Gilbert Troussart est passé par le bistrot pour se détendre mais aussi pour faire durer,
avant de rentrer chez lui, l’allégresse enfantine qui lui envahit le corps et l'âme.
Il a de la chance car dès que l’on pénètre à « L’Espérance », le vendredi à la soirée, il
faut jouer des épaules pour se frayer un passage si l’on veut à boire. Pour une chaise ou
la banquette, on doit attendre son tour…
Apparemment, tout semble habituel mais ce soir-là se déroule un événement aussi
soudain qu’inexpliqué. Sur le coup, personne ne comprend.

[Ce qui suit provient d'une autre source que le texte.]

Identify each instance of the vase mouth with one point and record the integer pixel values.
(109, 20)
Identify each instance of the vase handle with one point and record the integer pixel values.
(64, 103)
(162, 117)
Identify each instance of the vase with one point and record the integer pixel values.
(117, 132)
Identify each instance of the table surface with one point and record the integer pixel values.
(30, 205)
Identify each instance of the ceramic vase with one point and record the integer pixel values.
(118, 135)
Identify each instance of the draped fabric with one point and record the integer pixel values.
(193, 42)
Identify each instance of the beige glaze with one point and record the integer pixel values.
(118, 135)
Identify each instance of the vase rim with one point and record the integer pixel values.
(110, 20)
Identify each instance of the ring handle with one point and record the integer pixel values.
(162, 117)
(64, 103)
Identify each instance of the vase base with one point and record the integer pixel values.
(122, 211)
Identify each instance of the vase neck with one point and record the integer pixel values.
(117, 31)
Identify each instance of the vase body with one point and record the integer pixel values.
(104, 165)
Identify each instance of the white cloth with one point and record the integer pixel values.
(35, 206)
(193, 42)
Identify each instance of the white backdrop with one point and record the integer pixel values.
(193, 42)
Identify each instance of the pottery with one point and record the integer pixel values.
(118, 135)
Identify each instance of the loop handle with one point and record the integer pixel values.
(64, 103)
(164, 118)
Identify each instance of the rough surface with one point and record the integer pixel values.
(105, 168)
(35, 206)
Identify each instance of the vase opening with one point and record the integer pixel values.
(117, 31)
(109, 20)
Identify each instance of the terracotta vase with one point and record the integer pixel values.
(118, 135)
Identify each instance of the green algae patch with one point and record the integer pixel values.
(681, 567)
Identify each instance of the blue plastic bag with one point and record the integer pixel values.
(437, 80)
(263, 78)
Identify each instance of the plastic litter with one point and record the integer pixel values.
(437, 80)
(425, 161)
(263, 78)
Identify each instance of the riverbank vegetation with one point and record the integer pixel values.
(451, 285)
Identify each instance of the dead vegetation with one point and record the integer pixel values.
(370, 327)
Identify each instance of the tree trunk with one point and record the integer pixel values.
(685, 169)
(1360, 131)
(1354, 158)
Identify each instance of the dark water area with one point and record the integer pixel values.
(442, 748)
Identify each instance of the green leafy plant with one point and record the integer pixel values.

De la tablée généralement la plus calme, celle que l’on craint un peu, celle des
gendarmes, un homme de grande taille, imposant, s’est levé brusquement. Il a le visage
cuivré, les yeux injectés, la bave lui coule des commissures labiales mais surtout, sa
bouche tordue hurle. Ses lèvres semblent articuler des mots mais la voix lui sort des
oreilles. L’assistance est médusée :
— Salopard, fouille-merde, journaleux, Sartiau, je vais te faire bouffer ta bite,
t’éclater la panse, t’écrabouiller la cervelle…
Une chaise a valdingué contre le mur du fond, les verres sont renversés, certains sont
brisés, de la bière collante et odorante s’est répandue sur les pantalons de ses collègues,
tétanisés.
Une rumeur réprobatrice frisonne d’un bout à l’autre de la salle : « C’est Lablaque,
l’inspecteur, c’est scandaleux, il devrait montrer l’exemple… ».